Text Processing Pipeline
Semantic processors allow you to analyze, transform, and annotate document texts.
They are usually assembled sequentially to build a text processing pipeline.
MOTPipe
Exalead CloudView's text processing
pipeline is named MOTPipe
(Mining Of Text Pipe).
The MOTPipe architecture is designed to annotate natural language documents. Annotations
can have different kinds: part of speech, named entity, ontology entry, etc. It is similar
to the UIMA or Gates frameworks. This pipe contains a set of "processors" that are applied
in a given sequence, and a set of linguistic resources they rely on.
The main difference between the MOTPipe and other frameworks is that it handles documents as an annotated token stream (for performance purposes).
A MOTPipe is composed by:
-
A converter, which handles text segmentation.
-
A list of resources (thread-safe, shared by several processors).
-
A list of processors using resources (thread local).

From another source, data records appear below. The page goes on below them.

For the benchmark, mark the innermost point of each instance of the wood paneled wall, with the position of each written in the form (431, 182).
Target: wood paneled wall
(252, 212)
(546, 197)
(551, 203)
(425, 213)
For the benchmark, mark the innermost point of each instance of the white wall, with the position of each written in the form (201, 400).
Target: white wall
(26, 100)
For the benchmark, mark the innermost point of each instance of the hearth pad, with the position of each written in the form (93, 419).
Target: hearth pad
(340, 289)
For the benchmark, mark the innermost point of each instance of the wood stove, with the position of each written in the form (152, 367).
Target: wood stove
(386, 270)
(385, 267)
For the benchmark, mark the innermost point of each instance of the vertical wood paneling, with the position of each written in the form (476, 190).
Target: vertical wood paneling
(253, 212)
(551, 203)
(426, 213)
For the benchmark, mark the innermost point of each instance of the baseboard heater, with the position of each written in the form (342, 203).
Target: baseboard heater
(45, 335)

With this approach, the performance of each successive component depends on the
performance of each of the components that preceded it in the pipeline.
Note:
Errors made by
an "upstream" processor, like a part-of-speech tagging system, can negatively impact the
performance of each "downstream" processor (such as a named entities
recognizer).
Dependencies
A given processor can use results of previous processors in the pipeline. For
example, an OntologyMatcher processor can annotate last names and a RulesMatcher (that is,
NamedEntitiesMatcher) can thus exploit this kind of information to extract people's
names.
The RulesMatcher processor needs to have an efficient way to retrieve the last names annotation added by OntologyMatcher processor.
The MOTPipe embeds a Referential component designed to share information between
processors efficiently. When the MOTPipe is initialized, each processor of the pipe
registers the annotation it will add to the Referential, and gets the corresponding
AnnotationId
(each annotation is identified by an Id for performance
purposes). When a downstream processor requires an annotation added by an upstream
processor, it asks for it to the Referential during its registration step.